Mr Sadique's father moved to Greasbro Road in 1958, seven years before construction began on the M1, and he feels they should have demolished the whole street then.
"This was a straight road until the motorway was built. Why are we in the middle of this, why won't they let us go?"
The Sadique family are not alone. As news spread that their homes might only have a few more years left, residents gathered on the pavement to discuss what it could mean.
The same issues kept cropping up - noise and pollution from the M1, heavy traffic from the shopping centre and arena, and the John Lewis lorries squeezing between the cars to get to and from the warehouses.
Mohammed Nazir, 61, said the pain of moving from a home he'd been in for decades would be worth it.
"Anything that bring jobs to this area is a good thing.

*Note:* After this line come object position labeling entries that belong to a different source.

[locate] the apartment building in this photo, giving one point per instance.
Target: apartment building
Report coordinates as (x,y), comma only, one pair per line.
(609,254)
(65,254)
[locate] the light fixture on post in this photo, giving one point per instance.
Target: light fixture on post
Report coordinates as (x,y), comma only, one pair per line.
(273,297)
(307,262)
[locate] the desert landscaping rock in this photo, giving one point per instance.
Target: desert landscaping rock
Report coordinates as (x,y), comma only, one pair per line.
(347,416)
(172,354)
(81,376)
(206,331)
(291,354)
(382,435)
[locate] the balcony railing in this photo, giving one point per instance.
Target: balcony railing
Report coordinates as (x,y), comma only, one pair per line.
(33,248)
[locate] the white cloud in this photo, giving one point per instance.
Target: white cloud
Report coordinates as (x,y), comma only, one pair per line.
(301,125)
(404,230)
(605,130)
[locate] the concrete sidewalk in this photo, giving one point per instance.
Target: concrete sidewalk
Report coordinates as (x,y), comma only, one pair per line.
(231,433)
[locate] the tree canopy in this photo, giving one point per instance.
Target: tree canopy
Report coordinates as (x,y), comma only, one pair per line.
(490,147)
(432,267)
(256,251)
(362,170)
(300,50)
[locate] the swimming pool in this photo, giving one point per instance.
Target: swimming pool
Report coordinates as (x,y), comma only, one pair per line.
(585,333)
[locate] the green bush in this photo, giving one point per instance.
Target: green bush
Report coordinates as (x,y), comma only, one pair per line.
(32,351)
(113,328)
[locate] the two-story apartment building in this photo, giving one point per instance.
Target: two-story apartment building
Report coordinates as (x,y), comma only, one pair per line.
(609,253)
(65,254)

It's better for the country, because other countries have more up-to-date systems," he said.
Trainee accountant and dad-of-one Usman Nazir, 18, said he could not wait to leave.

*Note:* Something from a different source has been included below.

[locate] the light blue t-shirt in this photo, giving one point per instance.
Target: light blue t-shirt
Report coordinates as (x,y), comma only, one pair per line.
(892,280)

"This area, in terms of jobs, it's probably one of the worst areas in Sheffield.
"I think it's a great thing. My parents have lived here for 35 years, but they should take the compensation and run.

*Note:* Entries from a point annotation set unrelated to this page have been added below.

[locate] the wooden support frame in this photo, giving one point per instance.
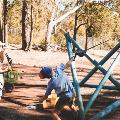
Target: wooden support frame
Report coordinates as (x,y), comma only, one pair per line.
(106,73)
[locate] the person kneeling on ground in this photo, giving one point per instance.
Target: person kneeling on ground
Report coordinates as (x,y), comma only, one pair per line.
(62,86)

"The road seems to be getting worse. There's going to be a new waste recycling place, there's the logistics centre at the end of the road with lorries going up and down the road constantly. I've got a little boy, it's not safe for him on this street."
Not everyone on the street is happy though at the prospect of being forced out, although Fozia Farzana seems to be very much in the minority.
The 31-year-old mother of five has lived in Greasbro Road all her life and loves the community that surrounds her.
"I'm shocked, where would they expect us to go?" she asked.
"My mum's on this street, my sister, I've got relatives and friends all the way up the street.
"I've lived on this street my whole life, and bought this house seven years ago. I did this place up from nothing."
But even Mrs Farzana accepted that if the compensation was enough to start a good new life elsewhere, then it might work out for the best.
"I've got five kids, my husband is unemployed. If they are willing to give us another house in a good area then it's OK."
If the proposals get the go-ahead, work is not due to start on phase two of HS2 until the mid 2020s, and is due to be completed by 2033.
But families affected by the scheme will not necessarily have to wait that long for compensation.
The government has begun a consultation on proposals to introduce an "exceptional hardship" scheme to compensate those affected long before work begins.